Background: Pancreatic cancer, which is most often unresectable upon diagnosis, demands the development of novel therapeutic modalities for systemic usage. While conditionally replicative adenovirus (CRAd) is promising candidate, poor expression of adenoviral primary receptor impedes getting requisite tumor transduction in this tumor context. We have reported that adenoviral fiber modifications (RGD modification and Ad5/3 modification) enhance the CRAd efficiency upon intratumoral injection. In this study, we analyzed the fiber modified CRAds upon systemic vector administration in orthotopic pancreatic cancer xenograft model. Method: An Hs766T subcutaneous xenograft was established in a nude mouse first. Then, the small pieces (1mm3) made from this parental tumor were transplanted into pancreatic bed of other nude mice to establish the orthotopic tumor. Luciferase expression vectors with fiber modifications were used for comparing tumor transduction efficiency. The cyclooxygenase (COX)-2 promoter-based CRAd and its fiber modified versions were used for analyzing CRAd anti-tumor effect. The viruses were injected from tail vein 3 days after tumor transplantation. Mice are sacrificed 2 days and 28 days after vector administration for evaluating tumor transduction and the anti-tumor effect. Results: As for in vivo tumor transduction, Ad5/3 modified vector showed significantly (8 times) higher transduction compared to the background. This tumor transduction enhancement was also observed in pancreatic cancer subcutaneous xenografts upon systemic vector administration.
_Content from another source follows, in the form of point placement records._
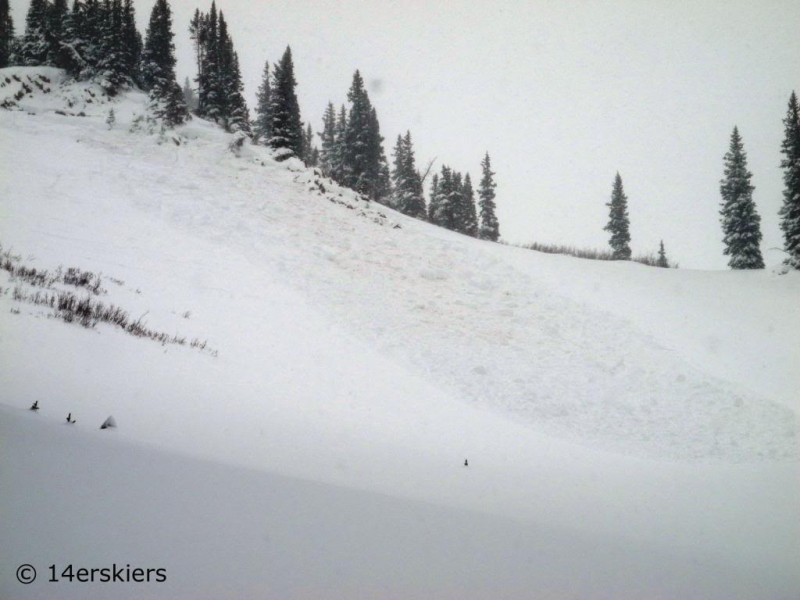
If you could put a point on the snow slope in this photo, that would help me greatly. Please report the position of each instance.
(605, 407)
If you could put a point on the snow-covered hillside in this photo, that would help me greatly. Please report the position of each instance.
(631, 432)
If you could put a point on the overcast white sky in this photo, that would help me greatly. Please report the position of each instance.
(561, 93)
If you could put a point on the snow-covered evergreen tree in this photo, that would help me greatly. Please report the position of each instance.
(310, 150)
(434, 206)
(287, 126)
(406, 180)
(34, 47)
(56, 21)
(470, 216)
(662, 257)
(113, 68)
(131, 42)
(189, 95)
(339, 167)
(490, 227)
(790, 211)
(618, 222)
(365, 165)
(204, 32)
(158, 68)
(262, 126)
(328, 140)
(6, 34)
(741, 224)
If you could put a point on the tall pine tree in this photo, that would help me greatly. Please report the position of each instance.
(262, 127)
(339, 168)
(741, 224)
(34, 46)
(618, 222)
(365, 167)
(470, 217)
(406, 180)
(158, 67)
(490, 227)
(328, 140)
(287, 126)
(790, 211)
(662, 257)
(6, 34)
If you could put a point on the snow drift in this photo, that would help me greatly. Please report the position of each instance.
(635, 425)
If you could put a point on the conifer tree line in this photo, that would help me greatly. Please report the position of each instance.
(351, 153)
(98, 39)
(741, 223)
(219, 80)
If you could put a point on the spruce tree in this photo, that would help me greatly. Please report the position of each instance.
(73, 50)
(34, 46)
(406, 180)
(189, 96)
(287, 127)
(741, 224)
(441, 209)
(618, 222)
(339, 168)
(327, 155)
(91, 33)
(56, 20)
(489, 227)
(113, 66)
(6, 34)
(470, 223)
(131, 42)
(434, 206)
(790, 211)
(262, 127)
(357, 140)
(310, 150)
(158, 67)
(662, 257)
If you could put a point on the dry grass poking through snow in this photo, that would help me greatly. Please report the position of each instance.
(70, 308)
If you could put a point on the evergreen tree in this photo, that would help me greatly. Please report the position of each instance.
(73, 48)
(327, 156)
(357, 138)
(189, 97)
(406, 180)
(470, 217)
(6, 34)
(204, 32)
(238, 113)
(662, 257)
(339, 167)
(434, 206)
(131, 42)
(790, 211)
(158, 67)
(489, 227)
(618, 222)
(114, 64)
(310, 151)
(741, 224)
(34, 46)
(56, 20)
(287, 127)
(262, 128)
(441, 211)
(382, 186)
(366, 168)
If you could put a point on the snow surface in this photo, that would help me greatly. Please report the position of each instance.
(631, 431)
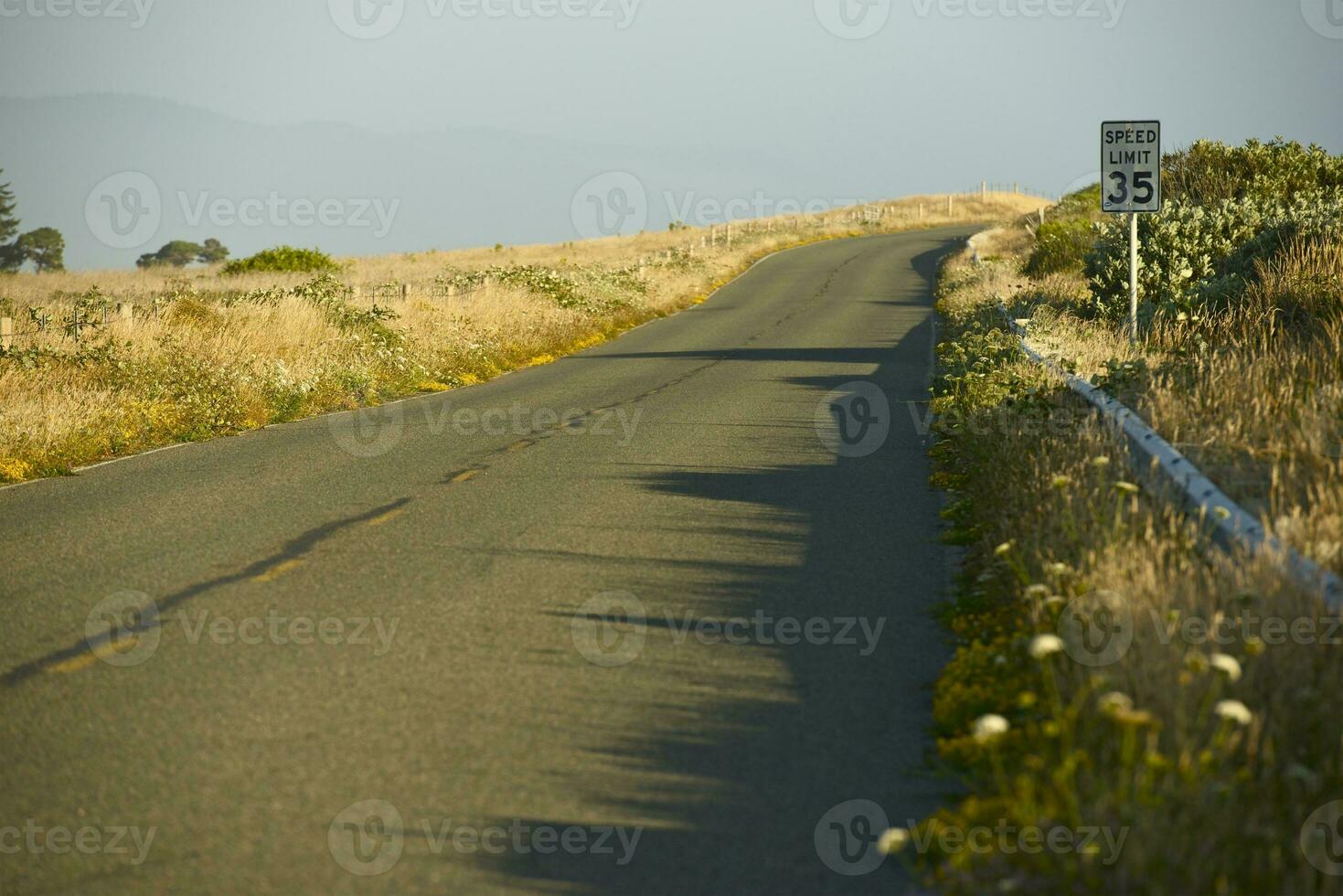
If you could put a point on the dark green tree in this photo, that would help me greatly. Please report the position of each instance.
(45, 248)
(180, 252)
(212, 251)
(8, 223)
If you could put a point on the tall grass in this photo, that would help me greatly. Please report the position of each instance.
(208, 357)
(1211, 741)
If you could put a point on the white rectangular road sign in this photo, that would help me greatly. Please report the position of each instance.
(1131, 166)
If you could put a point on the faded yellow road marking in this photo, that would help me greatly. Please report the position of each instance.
(278, 570)
(74, 664)
(387, 517)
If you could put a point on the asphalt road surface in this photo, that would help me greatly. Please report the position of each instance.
(641, 621)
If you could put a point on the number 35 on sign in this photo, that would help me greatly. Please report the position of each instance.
(1131, 166)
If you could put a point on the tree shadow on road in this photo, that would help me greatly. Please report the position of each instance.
(735, 784)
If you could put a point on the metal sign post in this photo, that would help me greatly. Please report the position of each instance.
(1131, 183)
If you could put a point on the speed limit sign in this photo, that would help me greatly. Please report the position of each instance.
(1131, 185)
(1131, 166)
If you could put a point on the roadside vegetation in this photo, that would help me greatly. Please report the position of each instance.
(288, 334)
(1114, 669)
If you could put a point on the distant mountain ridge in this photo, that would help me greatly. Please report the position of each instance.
(121, 175)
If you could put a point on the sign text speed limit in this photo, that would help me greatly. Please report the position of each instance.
(1131, 166)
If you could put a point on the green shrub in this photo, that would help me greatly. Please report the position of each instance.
(283, 260)
(1061, 246)
(1211, 172)
(1199, 257)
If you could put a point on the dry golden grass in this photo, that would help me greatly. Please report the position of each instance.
(1142, 741)
(202, 357)
(1253, 395)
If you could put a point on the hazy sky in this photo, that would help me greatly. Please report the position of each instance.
(890, 96)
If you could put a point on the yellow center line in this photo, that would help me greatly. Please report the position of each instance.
(278, 570)
(74, 664)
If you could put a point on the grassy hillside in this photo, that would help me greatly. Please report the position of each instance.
(207, 354)
(1115, 672)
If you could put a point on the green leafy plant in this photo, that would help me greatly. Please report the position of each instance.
(282, 260)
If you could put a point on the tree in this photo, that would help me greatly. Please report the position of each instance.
(45, 248)
(11, 258)
(180, 252)
(212, 251)
(8, 223)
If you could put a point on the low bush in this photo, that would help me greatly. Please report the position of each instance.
(283, 260)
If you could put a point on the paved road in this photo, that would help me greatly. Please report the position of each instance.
(415, 607)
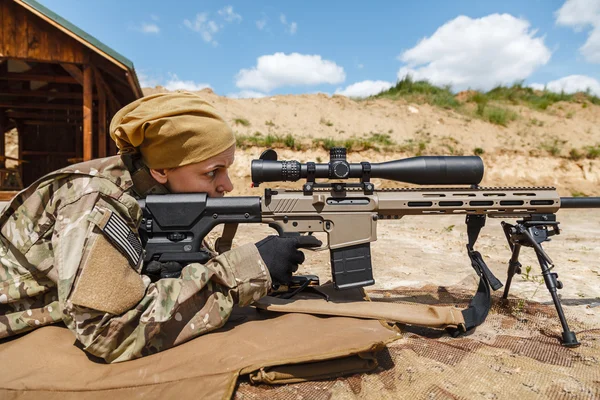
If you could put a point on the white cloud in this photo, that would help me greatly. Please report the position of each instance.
(279, 69)
(261, 23)
(149, 28)
(174, 83)
(478, 53)
(364, 88)
(581, 14)
(537, 86)
(591, 48)
(228, 14)
(146, 81)
(206, 27)
(571, 84)
(291, 27)
(246, 94)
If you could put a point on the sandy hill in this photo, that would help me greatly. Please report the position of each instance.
(555, 147)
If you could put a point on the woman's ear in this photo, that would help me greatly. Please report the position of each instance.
(159, 175)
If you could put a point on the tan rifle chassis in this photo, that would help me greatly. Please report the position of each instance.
(350, 218)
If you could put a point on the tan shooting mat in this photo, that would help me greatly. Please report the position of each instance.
(273, 348)
(514, 354)
(353, 305)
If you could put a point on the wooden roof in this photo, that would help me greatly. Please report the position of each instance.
(59, 86)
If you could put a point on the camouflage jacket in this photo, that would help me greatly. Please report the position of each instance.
(59, 262)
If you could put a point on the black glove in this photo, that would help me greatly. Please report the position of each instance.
(169, 269)
(281, 255)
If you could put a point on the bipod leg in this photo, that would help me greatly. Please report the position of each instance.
(514, 266)
(552, 283)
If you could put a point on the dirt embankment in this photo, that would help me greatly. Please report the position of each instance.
(533, 150)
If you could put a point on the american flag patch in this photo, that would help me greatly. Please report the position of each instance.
(123, 237)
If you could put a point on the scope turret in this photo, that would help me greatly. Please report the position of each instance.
(423, 170)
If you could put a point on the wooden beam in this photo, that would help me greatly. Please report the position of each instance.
(101, 116)
(2, 141)
(20, 131)
(41, 106)
(65, 30)
(115, 105)
(40, 116)
(11, 76)
(49, 123)
(41, 93)
(88, 87)
(74, 71)
(48, 153)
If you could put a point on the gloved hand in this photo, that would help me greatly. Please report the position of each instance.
(169, 269)
(281, 255)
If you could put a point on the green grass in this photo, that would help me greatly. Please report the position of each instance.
(499, 116)
(241, 121)
(421, 92)
(269, 141)
(488, 104)
(325, 122)
(592, 152)
(553, 147)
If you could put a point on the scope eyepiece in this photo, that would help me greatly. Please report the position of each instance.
(423, 170)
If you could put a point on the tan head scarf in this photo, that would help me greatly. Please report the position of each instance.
(171, 130)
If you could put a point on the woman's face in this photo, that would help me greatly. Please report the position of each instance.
(209, 176)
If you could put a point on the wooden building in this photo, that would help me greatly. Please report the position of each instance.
(59, 87)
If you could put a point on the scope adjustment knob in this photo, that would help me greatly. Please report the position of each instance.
(339, 169)
(337, 153)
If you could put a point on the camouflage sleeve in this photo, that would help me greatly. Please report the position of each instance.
(118, 316)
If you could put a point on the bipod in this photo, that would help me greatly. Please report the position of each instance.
(531, 232)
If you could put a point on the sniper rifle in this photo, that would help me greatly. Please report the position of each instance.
(174, 225)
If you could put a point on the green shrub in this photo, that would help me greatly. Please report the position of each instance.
(241, 121)
(499, 116)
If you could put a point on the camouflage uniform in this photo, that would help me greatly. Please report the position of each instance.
(57, 264)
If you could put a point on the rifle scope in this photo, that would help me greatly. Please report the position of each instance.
(424, 170)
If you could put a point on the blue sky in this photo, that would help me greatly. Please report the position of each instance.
(255, 48)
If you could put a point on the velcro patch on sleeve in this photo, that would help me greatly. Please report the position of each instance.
(120, 235)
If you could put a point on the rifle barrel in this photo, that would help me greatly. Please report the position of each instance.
(580, 202)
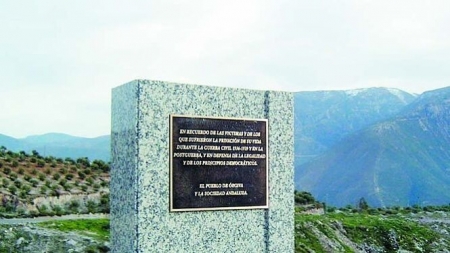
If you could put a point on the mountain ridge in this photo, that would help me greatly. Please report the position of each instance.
(399, 161)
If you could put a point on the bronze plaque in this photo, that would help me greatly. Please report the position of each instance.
(218, 163)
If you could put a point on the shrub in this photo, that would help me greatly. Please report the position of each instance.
(18, 183)
(44, 190)
(56, 176)
(13, 176)
(91, 206)
(73, 206)
(81, 175)
(96, 187)
(62, 182)
(12, 189)
(5, 182)
(27, 178)
(41, 163)
(41, 177)
(69, 176)
(6, 170)
(34, 182)
(58, 210)
(90, 180)
(43, 210)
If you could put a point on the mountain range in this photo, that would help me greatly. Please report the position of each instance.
(400, 159)
(385, 145)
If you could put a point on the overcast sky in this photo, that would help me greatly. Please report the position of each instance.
(59, 60)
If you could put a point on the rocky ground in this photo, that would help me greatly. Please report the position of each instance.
(24, 235)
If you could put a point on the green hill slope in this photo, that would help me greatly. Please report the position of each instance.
(403, 161)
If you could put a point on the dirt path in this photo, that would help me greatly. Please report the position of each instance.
(52, 218)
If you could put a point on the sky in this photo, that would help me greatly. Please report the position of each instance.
(59, 60)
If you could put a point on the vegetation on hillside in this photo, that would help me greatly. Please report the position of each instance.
(26, 179)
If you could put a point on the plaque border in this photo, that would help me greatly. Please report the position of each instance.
(171, 190)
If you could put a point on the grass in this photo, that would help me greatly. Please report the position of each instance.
(389, 232)
(97, 228)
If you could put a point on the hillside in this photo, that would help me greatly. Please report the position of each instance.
(323, 118)
(61, 145)
(363, 232)
(401, 161)
(33, 185)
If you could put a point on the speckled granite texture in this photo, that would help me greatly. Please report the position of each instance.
(140, 217)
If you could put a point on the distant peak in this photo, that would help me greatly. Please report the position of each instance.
(355, 92)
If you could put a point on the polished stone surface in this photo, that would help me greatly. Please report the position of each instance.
(140, 217)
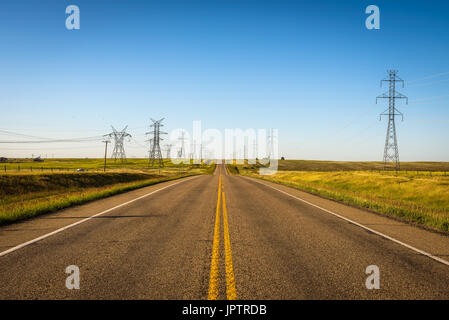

When CRAds were injected systemically to assess the therapeutic effect in the mice with orthotopic tumors, the volume of the tumor treated with 5/3 CRAd COX-2 was significantly lower than that with non-replicative control virus, and comparable to non-selectively replicating wild type Ad. In the harvested tumors, the viral copy number of the 5/3 COX-2 CRAd was significantly high, even in comparison with non-selective wild type Ad. Conclusion: Ad5/3 modification enhanced the therapeutic effect of systemically administered CRAd. This suggests the benefits of adenoviral tropism modification as a way to achieve therapeutic effect in clinically relevant settings.